Viajar sozinho deixou de ser raridade. Cada vez mais pessoas optam por explorar novos destinos sem companhia, seja pela liberdade de montar o próprio roteiro, pelo autoconhecimento ou simplesmente pela vontade de viver algo diferente. Mas, para que a experiência seja realmente boa, dois pontos fazem toda a diferença: saber cuidar do dinheiro e estar aberto a novas conexões.
O orçamento vem antes do roteiro
O primeiro passo de uma viagem solo bem planejada não é o roteiro: é o orçamento. Definir quanto você pretende gastar e distribuir esse valor por categorias como hospedagem, alimentação, transporte, lazer e compras ajuda a manter o controle sem abrir mão da espontaneidade.
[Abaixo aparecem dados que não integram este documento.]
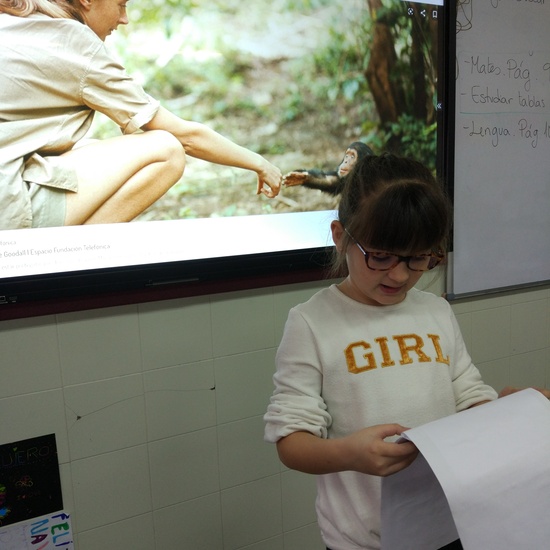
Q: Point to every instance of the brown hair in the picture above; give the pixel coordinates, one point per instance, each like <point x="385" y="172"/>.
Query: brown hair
<point x="393" y="204"/>
<point x="57" y="9"/>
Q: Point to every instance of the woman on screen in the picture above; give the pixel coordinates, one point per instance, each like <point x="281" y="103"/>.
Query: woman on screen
<point x="56" y="73"/>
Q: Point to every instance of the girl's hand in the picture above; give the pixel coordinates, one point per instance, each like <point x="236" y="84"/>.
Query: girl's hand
<point x="509" y="390"/>
<point x="269" y="180"/>
<point x="371" y="454"/>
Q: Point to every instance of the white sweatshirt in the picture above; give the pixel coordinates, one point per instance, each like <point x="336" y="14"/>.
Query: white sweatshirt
<point x="343" y="366"/>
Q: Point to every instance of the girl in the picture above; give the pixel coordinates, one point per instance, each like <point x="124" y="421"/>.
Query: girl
<point x="55" y="74"/>
<point x="366" y="359"/>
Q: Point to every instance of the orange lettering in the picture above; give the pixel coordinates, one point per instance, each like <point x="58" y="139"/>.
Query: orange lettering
<point x="352" y="353"/>
<point x="440" y="359"/>
<point x="416" y="347"/>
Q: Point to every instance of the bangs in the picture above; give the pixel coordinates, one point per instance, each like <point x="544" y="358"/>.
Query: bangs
<point x="406" y="217"/>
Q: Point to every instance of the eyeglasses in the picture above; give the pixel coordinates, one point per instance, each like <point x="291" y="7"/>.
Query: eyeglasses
<point x="384" y="261"/>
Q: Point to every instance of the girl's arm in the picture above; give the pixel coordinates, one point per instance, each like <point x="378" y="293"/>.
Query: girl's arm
<point x="202" y="142"/>
<point x="365" y="451"/>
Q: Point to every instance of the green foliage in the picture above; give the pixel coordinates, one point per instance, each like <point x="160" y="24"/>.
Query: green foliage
<point x="412" y="137"/>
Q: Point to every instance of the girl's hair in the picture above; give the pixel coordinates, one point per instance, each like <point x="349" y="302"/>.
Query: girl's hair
<point x="57" y="9"/>
<point x="392" y="204"/>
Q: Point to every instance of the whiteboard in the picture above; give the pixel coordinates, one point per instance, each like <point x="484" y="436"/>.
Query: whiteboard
<point x="501" y="236"/>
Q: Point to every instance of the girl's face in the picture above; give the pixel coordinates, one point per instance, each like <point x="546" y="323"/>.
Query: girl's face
<point x="104" y="16"/>
<point x="350" y="158"/>
<point x="375" y="288"/>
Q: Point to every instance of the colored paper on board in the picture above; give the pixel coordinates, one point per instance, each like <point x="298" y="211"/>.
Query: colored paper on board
<point x="49" y="532"/>
<point x="30" y="484"/>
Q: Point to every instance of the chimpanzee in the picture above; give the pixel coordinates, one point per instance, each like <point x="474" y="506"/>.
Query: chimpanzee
<point x="332" y="181"/>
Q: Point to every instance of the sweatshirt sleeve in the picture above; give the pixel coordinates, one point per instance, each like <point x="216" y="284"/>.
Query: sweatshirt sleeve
<point x="296" y="403"/>
<point x="468" y="385"/>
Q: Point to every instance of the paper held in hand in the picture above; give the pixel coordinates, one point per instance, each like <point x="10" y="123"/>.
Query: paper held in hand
<point x="483" y="476"/>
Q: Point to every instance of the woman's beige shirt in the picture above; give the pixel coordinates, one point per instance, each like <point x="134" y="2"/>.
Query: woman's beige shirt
<point x="55" y="73"/>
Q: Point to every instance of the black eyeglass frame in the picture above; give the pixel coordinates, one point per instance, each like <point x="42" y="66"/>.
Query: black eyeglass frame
<point x="437" y="258"/>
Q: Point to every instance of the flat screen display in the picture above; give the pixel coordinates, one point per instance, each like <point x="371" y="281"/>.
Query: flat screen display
<point x="294" y="80"/>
Também vale criar uma reserva para imprevistos. Atraso de voo, consulta médica ou um passeio de última hora: ter essa margem evita que qualquer susto vire um problema de verdade. “Em uma viagem solo, todas as decisões financeiras passam por você. Ter clareza sobre o orçamento antes de embarcar reduz a ansiedade e deixa mais espaço para aproveitar o que a viagem oferece”, afirma Samanta Fiorentin, Communications Lead LATAM da belo, fintech de pagamentos internacionais.
Os gastos que ninguém coloca na conta
Passagem e hospedagem são os custos mais visíveis, mas raramente os únicos. Taxas de saque, variação cambial, IOF, transporte local, chip de celular e seguro de viagem costumam aparecer ao longo do caminho sem aviso.
“O problema quase nunca está nos grandes gastos. Está nos custos que vão surgindo durante a viagem e que a pessoa não tinha previsto. Quanto mais visibilidade você tiver sobre essas despesas, menor a chance de surpresa desagradável”, explica Samanta Fiorentin.
Ferramentas que permitem acompanhar os gastos em tempo real ajudam a manter esse controle sem precisar abrir uma planilha a cada compra, especialmente em viagens internacionais, em que o câmbio muda constantemente.
Planejar não é o mesmo que engessar
Ter organização financeira não significa transformar a viagem em um roteiro fechado. Pelo contrário: é justamente o planejamento que dá liberdade para dizer sim a uma indicação de restaurante de um morador local, mudar de cidade por impulso ou ficar mais tempo em algum lugar inesperado. O equilíbrio entre estrutura e flexibilidade é o que torna uma viagem solo mais leve e mais rica.

Viajar sozinho não é o mesmo que viajar isolado
Se o planejamento financeiro reduz preocupações, a abertura para novas conexões é o que transforma uma boa viagem em uma experiência memorável. E viajar sozinho, ao contrário do que muitos imaginam, cria condições especialmente favoráveis para isso.
“Quando estamos fora da rotina, ficamos naturalmente mais receptivos ao que está ao redor. Novos lugares, novas situações criam abertura para encontros que dificilmente aconteceriam no dia a dia”, afirma Ramone Gigliotti, gerente sênior de Marketing Brasil do Inner Circle, aplicativo de relacionamento.
Contextos que favorecem conexões reais
Não existe fórmula, mas existem contextos que funcionam melhor. Experiências compartilhadas, como tours, aulas de culinária local, caminhadas guiadas e eventos culturais, criam situações naturais de conversa sem que ninguém precise forçar uma interação.
Aplicativos de relacionamento também podem ampliar essas possibilidades quando usados de forma intencional e respeitando o contexto da viagem. Eles permitem conhecer moradores locais ou outros viajantes que compartilham interesses semelhantes, criando oportunidades para conversar, trocar experiências ou até encontrar companhia para explorar um destino.
Cafés, mercados locais e restaurantes com mesas compartilhadas também favorecem encontros espontâneos. O segredo é estar presente e aberto ao que pode surgir.
Menos expectativa, mais presença
Um erro comum é embarcar com a expectativa de fazer grandes amizades ou encontrar alguém para um relacionamento sério. Quando isso vira um objetivo, a experiência perde a naturalidade. “As conexões mais marcantes costumam surgir quando existe curiosidade genuína pelo outro, sem tanta pressão nem expectativa. Viajar sozinho cria exatamente esse espaço”, diz Ramone Gigliotti.
Intenção e clareza também fazem diferença: saber o que você está buscando, seja companhia para um passeio, uma conversa interessante ou uma troca de experiências, ajuda a criar interações mais autênticas e sem mal-entendidos.
O melhor roteiro combina as duas coisas
Organizar as finanças, criar margem para imprevistos e estar aberto a novas conexões são atitudes que, juntas, tornam qualquer viagem solo mais leve e significativa. No fim, uma boa viagem solo não é só sobre o destino. É sobre tudo o que acontece e quem você encontra no caminho.